- The Washington Times - Sunday, March 17, 2002

JEDDAH, Saudi Arabia Vice President Richard B. Cheney encountered more resistance yesterday to U.S. action against Iraq, even as he conveyed growing American interest in a Saudi-sponsored Middle East peace initiative.
Mr. Cheney met with Saudi leaders, who have expressed sharp reservations about any U.S. plan to move militarily against Iraqi leader Saddam Hussein.
Saudi Arabia was the sixth nation on Mr. Cheney's 11-nation Middle East tour. Each country he has visited in the region so far has opposed a tougher stand on Iraq.
The Saudi rejection was expected and telegraphed well in advance, but it was significant because of the importance the United States places on Saudi Arabia's role in the region.
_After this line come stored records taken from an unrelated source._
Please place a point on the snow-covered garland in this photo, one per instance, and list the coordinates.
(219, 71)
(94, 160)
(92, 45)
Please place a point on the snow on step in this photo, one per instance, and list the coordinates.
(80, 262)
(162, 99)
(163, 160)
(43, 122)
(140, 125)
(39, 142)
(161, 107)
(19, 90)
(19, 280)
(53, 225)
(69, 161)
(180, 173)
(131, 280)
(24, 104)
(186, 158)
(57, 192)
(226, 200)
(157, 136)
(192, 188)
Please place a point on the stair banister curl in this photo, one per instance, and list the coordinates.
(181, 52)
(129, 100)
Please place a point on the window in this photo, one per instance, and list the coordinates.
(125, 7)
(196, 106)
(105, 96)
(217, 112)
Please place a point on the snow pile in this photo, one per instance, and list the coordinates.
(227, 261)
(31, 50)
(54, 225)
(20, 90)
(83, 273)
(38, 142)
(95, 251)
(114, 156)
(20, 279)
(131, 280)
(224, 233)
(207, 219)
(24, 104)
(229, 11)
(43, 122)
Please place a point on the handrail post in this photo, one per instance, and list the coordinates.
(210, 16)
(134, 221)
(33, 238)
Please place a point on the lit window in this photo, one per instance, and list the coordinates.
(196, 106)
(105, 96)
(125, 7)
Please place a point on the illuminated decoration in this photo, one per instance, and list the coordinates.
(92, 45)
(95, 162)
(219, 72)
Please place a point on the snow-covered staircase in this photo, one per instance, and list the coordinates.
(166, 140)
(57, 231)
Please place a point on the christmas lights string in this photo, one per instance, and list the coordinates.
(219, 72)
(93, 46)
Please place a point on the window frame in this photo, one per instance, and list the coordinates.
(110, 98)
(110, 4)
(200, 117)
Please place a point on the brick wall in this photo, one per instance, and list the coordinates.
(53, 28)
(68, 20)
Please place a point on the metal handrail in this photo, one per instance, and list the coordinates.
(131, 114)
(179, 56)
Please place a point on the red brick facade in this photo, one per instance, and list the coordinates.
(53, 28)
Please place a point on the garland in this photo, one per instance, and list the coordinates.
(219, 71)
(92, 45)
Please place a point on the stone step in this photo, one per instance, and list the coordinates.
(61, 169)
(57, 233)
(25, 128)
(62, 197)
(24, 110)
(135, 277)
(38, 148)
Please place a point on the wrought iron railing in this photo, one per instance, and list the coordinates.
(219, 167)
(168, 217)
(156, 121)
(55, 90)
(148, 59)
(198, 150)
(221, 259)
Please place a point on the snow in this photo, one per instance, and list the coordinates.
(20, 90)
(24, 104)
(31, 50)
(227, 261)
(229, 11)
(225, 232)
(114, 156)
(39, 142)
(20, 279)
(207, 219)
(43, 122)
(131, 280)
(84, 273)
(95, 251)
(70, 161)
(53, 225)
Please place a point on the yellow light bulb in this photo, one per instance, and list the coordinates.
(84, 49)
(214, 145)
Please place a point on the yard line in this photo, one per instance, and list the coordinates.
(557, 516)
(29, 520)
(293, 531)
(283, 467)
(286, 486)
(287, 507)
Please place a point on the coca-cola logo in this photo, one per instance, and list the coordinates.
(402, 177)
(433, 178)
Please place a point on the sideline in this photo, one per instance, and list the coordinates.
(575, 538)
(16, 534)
It would be difficult for the United States to mount a successful military campaign against Iraq without the support, or at least acquiescence, of Saudi Arabia, many analysts suggest.
Saudi Crown Prince Abdullah met Mr. Cheney at the airport, walking out on a long red carpet to greet him. The two stood at attention as a Saudi band played the national anthems of both countries.
Mr. Cheney then had an audience with the ailing King Fahd and then met again with Prince Abdullah, including a dinner session. Prince Abdullah has been the de facto leader of the country since King Fahd, his half brother, had a stroke in 1995.
Prince Abdullah's peace initiative offering Israel full diplomatic recognition in exchange for a withdrawal from lands it seized in the 1967 Arab-Israeli war has been gaining support fast in the Arab world.
Mr. Cheney's message to Prince Abdullah was that the United States supported his efforts, though at this point the plan does not have a lot of details, U.S. officials said.
In one Arab nation after another, Mr. Cheney has found leaders primarily focused on resolving the corrosive Israeli-Palestinian crisis, no matter how much he tries to change the subject to a tougher stand on Baghdad.
Every Middle Eastern country he has visited so far has rejected proposals to confront Iraq Jordan, Egypt, Yemen, Oman and now the United Arab Emirates and Saudi Arabia.
Just before Mr. Cheney's visit, Prince Abdullah warned that the United States cannot overthrow the Iraqi leader and that any strike against Iraq would just increase anti-U.S. feeling in the region.
Prince Abdullah, in interviews with both CNN and ABC, said it was important for Iraq to remain unified.
In a separate interview with ABC's Barbara Walters, Saudi Foreign Minister Saud al-Faisal said that, should the United States decide to attack Iraq, it could not use Saudi bases for its strikes.
Saudi Arabia's offer of bases to U.S. soldiers and warplanes was a major factor in the 1991 Persian Gulf war. More recently, Saudi Arabia publicly denied the United States use of its bases to launch direct attacks against Afghanistan, and Prince Abdullah criticized the U.S. bombing there.